If you have any questions or concerns  regarding this post, please contact the Law Society at (306) 569-8242 or 1-833-733-0133.

Date:                          September 13, 2018
Cite as:                       2018 SKLSPC 9
Code Chapter:           7.2-11
Code Heading:          Undertakings and Trust Conditions
Classification:            Trust funds
Practice Area:            Real Estate

Facts:

Lawyer X has retained money in trust on a real estate matter for Client A for approximately 7 years.  The money is bound by trust conditions.

Lawyer X inherited the file and the trust conditions from Lawyer Y.  Lawyer X is unable to fulfil the trust conditions in order to release the money from their trust account.  Lawyer X has attempted to negotiate a resolution of the matter with Client A and the opposing party, who is now self-represented, with no success.  Neither Client A, nor the opposing party wish to pursue the release of the money held in trust.

Decision:

In the circumstances, Lawyer X needs to consider how to divest themselves of the funds held in trust. If Lawyer X is unable to obtain instructions from their client, Lawyer X should consider withdrawing.  The ownership of the trust funds is a legal issue that will likely require the determination of the courts.
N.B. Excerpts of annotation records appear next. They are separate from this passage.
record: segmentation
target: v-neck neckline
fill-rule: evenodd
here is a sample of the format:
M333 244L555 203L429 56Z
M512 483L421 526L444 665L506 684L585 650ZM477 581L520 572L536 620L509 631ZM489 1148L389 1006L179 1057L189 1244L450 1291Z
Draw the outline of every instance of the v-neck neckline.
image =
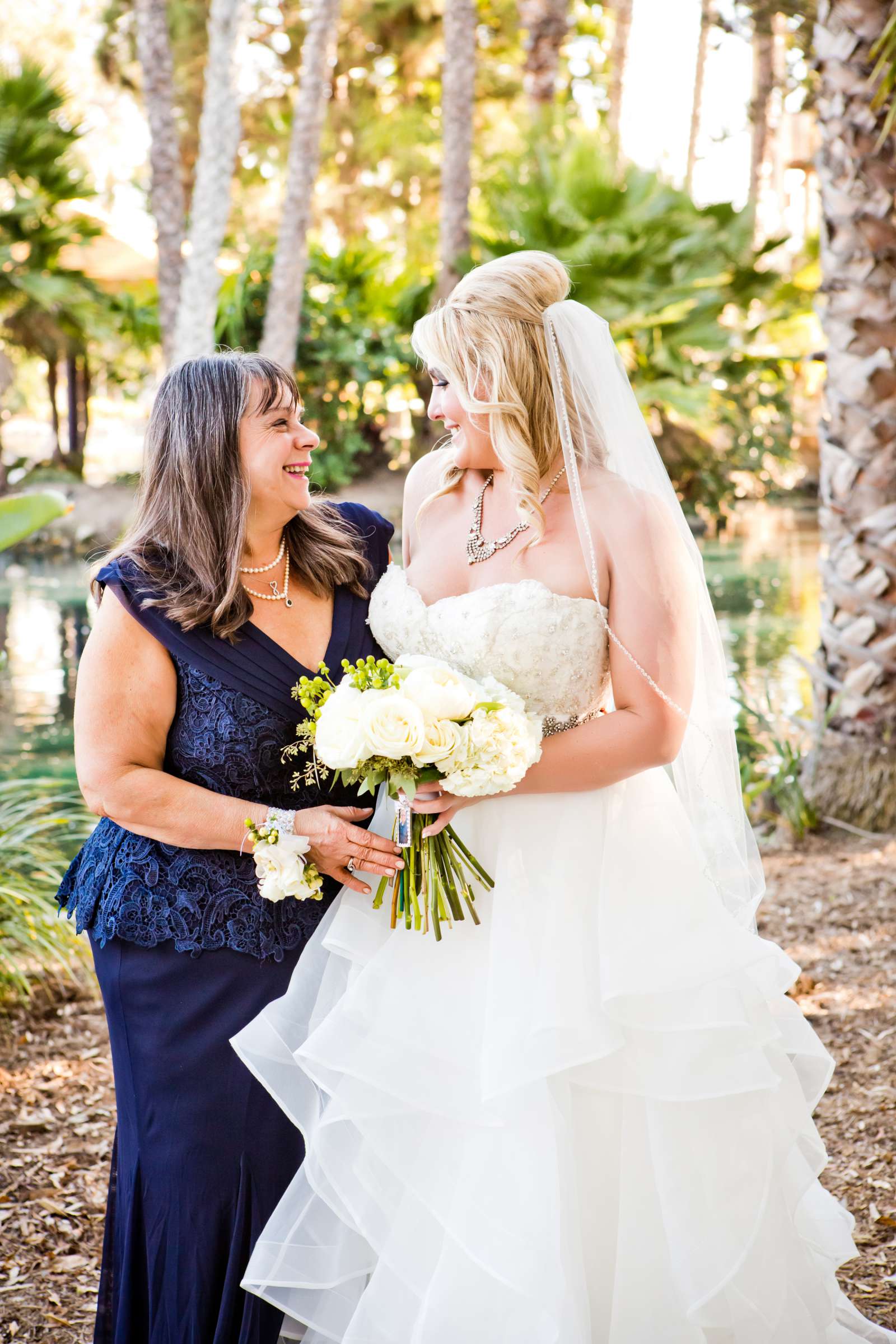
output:
M341 620L343 614L341 607L345 601L345 595L347 590L343 585L339 585L339 587L333 590L333 616L330 622L329 640L326 642L326 652L324 653L322 659L322 661L326 664L330 672L333 671L333 661L336 659L336 655L340 652L339 642L340 640L344 642L347 637L345 632L347 622ZM281 657L286 659L286 661L292 663L293 667L297 667L300 672L305 672L308 676L312 677L318 675L317 668L309 668L304 663L300 663L298 659L289 652L289 649L283 648L283 645L279 644L277 640L274 640L270 634L267 634L266 630L262 630L261 625L255 625L254 621L246 621L244 629L246 628L251 629L257 640L259 640L263 645L266 645L271 652L278 653Z

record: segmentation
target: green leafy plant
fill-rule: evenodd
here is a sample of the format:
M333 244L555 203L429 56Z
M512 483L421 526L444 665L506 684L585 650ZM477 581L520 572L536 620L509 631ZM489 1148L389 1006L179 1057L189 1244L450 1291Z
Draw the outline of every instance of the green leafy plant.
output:
M34 495L5 495L0 499L0 551L38 532L47 523L71 511L71 504L55 491Z
M396 320L403 282L383 280L387 261L368 243L334 257L320 247L310 253L294 371L305 422L321 435L312 477L325 489L345 485L365 458L400 446L390 401L416 395L410 329ZM270 250L259 249L222 285L215 335L223 345L258 348L270 269Z
M38 981L85 984L89 958L55 894L93 827L77 789L55 780L0 784L0 992L28 997Z
M770 336L807 314L811 294L768 265L782 239L754 247L748 211L699 207L634 165L621 176L599 137L562 128L482 191L477 249L543 249L568 265L572 297L613 328L685 504L717 512L733 473L789 460L795 364Z
M809 726L782 718L774 710L766 688L764 707L751 704L746 692L736 699L735 737L740 759L740 788L744 808L754 824L780 821L802 840L815 831L819 817L806 798L802 773L810 747Z

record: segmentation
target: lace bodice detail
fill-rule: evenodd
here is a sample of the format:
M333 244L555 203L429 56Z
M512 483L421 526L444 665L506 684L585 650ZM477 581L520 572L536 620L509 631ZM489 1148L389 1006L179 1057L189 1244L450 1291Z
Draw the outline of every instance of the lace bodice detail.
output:
M294 762L282 747L304 711L292 719L175 659L177 716L165 770L228 797L277 808L314 808L316 788L294 789ZM349 805L356 790L337 785L326 802ZM66 872L59 900L78 931L102 946L125 938L142 948L173 939L177 952L232 948L279 961L317 927L339 883L324 879L324 899L262 900L255 864L235 849L184 849L126 831L103 817Z
M388 563L392 524L360 504L343 503L337 509L359 534L372 585ZM357 789L336 781L294 788L293 774L304 758L283 761L281 755L305 716L292 692L309 668L253 621L234 644L207 628L184 630L157 606L144 603L152 590L130 558L103 566L98 581L114 589L175 665L177 702L165 743L167 774L224 797L289 810L357 802ZM379 653L365 617L367 593L339 586L326 649L337 679L343 657L355 661ZM116 711L110 704L109 712ZM101 946L109 938L144 948L171 939L177 952L195 956L232 948L279 961L310 937L339 886L325 876L322 900L287 896L271 903L259 895L249 853L164 844L103 817L71 862L58 899L78 931L90 929Z
M388 657L429 653L467 676L490 673L541 716L584 714L609 698L598 603L539 579L492 583L427 606L398 564L371 597L368 625Z

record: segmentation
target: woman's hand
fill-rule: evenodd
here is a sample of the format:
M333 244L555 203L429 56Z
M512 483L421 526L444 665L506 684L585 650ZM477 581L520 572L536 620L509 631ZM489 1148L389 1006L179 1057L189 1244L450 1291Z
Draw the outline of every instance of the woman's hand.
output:
M446 793L438 782L423 784L416 790L411 810L437 813L435 821L423 831L423 836L427 837L437 836L439 831L445 831L454 821L461 808L469 808L472 802L477 801L477 798L458 798L454 793Z
M361 895L369 894L367 883L345 867L355 860L364 872L376 872L380 878L392 878L398 868L404 867L402 851L388 836L377 836L353 825L361 817L369 817L372 808L304 808L296 813L296 835L308 836L312 847L308 857L317 864L320 872L336 878L343 886Z

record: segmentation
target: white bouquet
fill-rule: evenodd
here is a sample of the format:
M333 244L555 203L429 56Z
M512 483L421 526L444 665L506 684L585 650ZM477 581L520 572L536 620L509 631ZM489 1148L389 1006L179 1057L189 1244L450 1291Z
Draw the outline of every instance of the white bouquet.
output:
M402 917L426 933L431 919L438 939L443 921L463 918L463 905L478 923L473 886L492 887L492 878L453 827L423 839L426 817L410 802L435 780L466 798L512 789L541 755L540 719L493 677L474 680L423 655L345 660L339 685L324 664L320 671L293 692L309 715L297 732L314 749L313 769L360 784L359 794L386 784L399 804L395 835L406 863L394 879L392 927ZM377 909L387 884L383 878Z

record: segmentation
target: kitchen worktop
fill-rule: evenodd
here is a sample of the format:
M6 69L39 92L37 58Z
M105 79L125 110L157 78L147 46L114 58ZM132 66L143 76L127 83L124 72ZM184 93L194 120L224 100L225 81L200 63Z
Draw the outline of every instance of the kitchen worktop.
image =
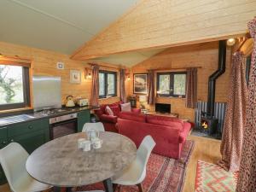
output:
M65 110L63 112L59 112L57 113L49 114L49 115L44 115L40 113L33 112L33 110L29 110L26 113L23 113L20 114L0 117L0 128L6 125L10 125L14 124L21 123L21 122L28 122L28 121L37 120L40 119L49 119L49 118L54 118L54 117L61 116L65 114L78 113L84 110L96 109L98 107L93 107L93 106L74 107L74 108L68 108L68 110ZM63 108L67 109L67 108Z

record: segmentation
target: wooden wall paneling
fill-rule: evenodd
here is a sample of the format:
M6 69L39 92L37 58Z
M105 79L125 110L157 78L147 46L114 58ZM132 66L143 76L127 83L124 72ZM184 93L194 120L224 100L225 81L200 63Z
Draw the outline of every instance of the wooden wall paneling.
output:
M198 69L198 100L207 100L208 77L218 67L218 42L204 43L167 49L153 57L134 66L133 73L146 73L148 68L156 67L201 67ZM227 90L229 89L229 74L230 68L231 49L227 48L226 72L217 79L216 102L227 101ZM175 70L172 70L175 71ZM176 70L177 71L177 70ZM182 71L182 70L177 70ZM132 76L131 76L132 78ZM130 82L130 95L133 94L133 79ZM185 99L157 97L157 102L170 103L172 112L179 113L179 117L194 121L194 109L185 107ZM138 105L137 105L138 106ZM154 106L147 106L154 110Z
M66 97L72 95L74 98L84 97L90 98L91 79L84 78L84 68L90 67L86 62L76 61L70 60L67 55L62 55L52 51L43 50L34 48L25 47L17 44L0 42L0 53L10 57L26 58L32 61L30 76L45 75L45 76L60 76L61 78L61 102L66 102ZM56 68L57 61L62 61L65 68L60 70ZM111 66L109 64L105 64ZM70 70L75 69L81 71L81 84L75 84L69 82ZM32 89L31 83L31 90ZM31 91L31 94L32 91ZM32 95L31 96L32 103ZM119 97L105 99L105 103L119 101Z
Generally, lawyers are again encouraged to ensure that, in accepting trust conditions, they think ahead as to whether the conditions allow for a certainty of end point in relation to funds held in trust. If the release of the trust funds requires action on behalf of another party outside of the control of the lawyer, consider using a third party to confirm completion of the trust condition, or implementation of deadlines after which the money will be paid to a certain party, or arbitration or mediation clauses in the event of disagreement.